Aspect propagation may unintentionally cross language boundaries. For example, say you have a genrule that produces output JavaScript files, which is then put in the srcs of a js_library. A JavaScript aspect will happily traverse the genrule.srcs attribute, even though it may contain targets that aren’t JavaScript at all. This is at best an annoyance (you must write the aspect in such a way that it refuses to operate on “invalid” targets) and at worst a potential bug (the aspect generates bogus output for these targets).

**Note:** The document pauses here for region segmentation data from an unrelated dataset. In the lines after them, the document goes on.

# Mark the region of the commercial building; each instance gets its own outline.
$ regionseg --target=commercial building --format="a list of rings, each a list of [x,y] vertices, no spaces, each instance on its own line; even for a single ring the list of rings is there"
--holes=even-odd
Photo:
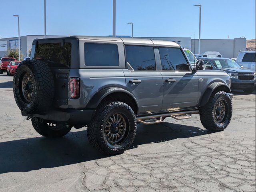
[[[64,36],[47,36],[48,38],[62,37]],[[130,36],[118,37],[130,38]],[[43,35],[30,35],[20,37],[20,51],[24,57],[28,56],[31,49],[32,42],[36,38],[43,38]],[[134,37],[134,38],[156,39],[176,42],[184,48],[190,49],[195,54],[199,53],[198,40],[190,37]],[[201,39],[201,52],[218,51],[223,57],[236,58],[239,52],[246,50],[246,38],[235,38],[234,39]],[[17,49],[18,38],[13,37],[0,39],[0,57],[4,56],[7,50]]]

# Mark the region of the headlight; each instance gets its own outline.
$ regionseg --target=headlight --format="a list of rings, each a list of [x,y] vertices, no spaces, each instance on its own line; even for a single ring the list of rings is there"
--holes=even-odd
[[[238,75],[237,73],[230,73],[228,74],[230,77],[230,78],[232,79],[238,79]]]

Since that doc, some cases of the above have been noted:

Which category does this issue belong to?

Rules API

What underlying problem are you trying to solve with this feature?

The issue of having a more stable and reliable interface for aspects. Today, rule authors don't have a good way to cleanly support aspects. There's a variety of reason for this, but one of them is that rules and aspects don't have a clear way to communicate what the correct attributes to visit are.

Which operating system are you running Bazel on?

No response

What is the output of bazel info release?

No response

If bazel info release returns development version or (@non-git), tell us how you built Bazel.

No response

What's the output of git remote get-url origin; git rev-parse HEAD ?

No response

Have you found anything relevant by searching the web?

I was unable to find prior issues about this topic

Any other information, logs, or outputs that you want to share?

No response

comius commented 2 weeks ago

I think this is worth more discussion.

Current example seems to be very basic and can be interpreted in 2 ways. Either propagate the aspect over "deps" attribute or propagate the aspect over all dependency type attributes. The latter could be essentially a new feature.

@rickeylev Would you care to expand the examples and match them to use cases?

cc @mai93

rickeylev commented 2 weeks ago

@comius I tagged you on the internal chat thread.

It's more about aspect writers knowing they are visiting the right things, and rule authors being able to tell what the semantic meaning is of an attribute.

To take an example from the (internal) python rules: they have 3 attributes: deps, _debugger, and _coverage. debugger and coverage are private attributes because it was a bit cleaner to do it that way than doing e.g. deps = deps + ["//foo:debugger", "//foo:coverage"] during the loading phase.

If someone is writing an aspect to analyze dependencies (type checker, strictdeps checker, "collect all the jars necessary" aspect, etc), then they would also want to visit attributes that are conceptually like deps, but are in e.g. a private attribute. Or some special-cased version of deps (e.g. java has "exports" and "runtime_deps"). As an aspect author, I can review the attributes and visit them, however, this doesn't help (1) the private attributes situation, or (2) what if a the rule author adds a new public attribute?.

This isn't a concrete example, but I hope that gets the gist (I don't have time atm to post something more thought out)

Posterity: there was also mention of an idea to have a "filter function", e.g. an aspect defines fn(target, attr, value) somehow, and that is used for it to decide what attributes to visit. That is an appealing idea, too; this "attrs have a semantic label" could go hand in hand with that.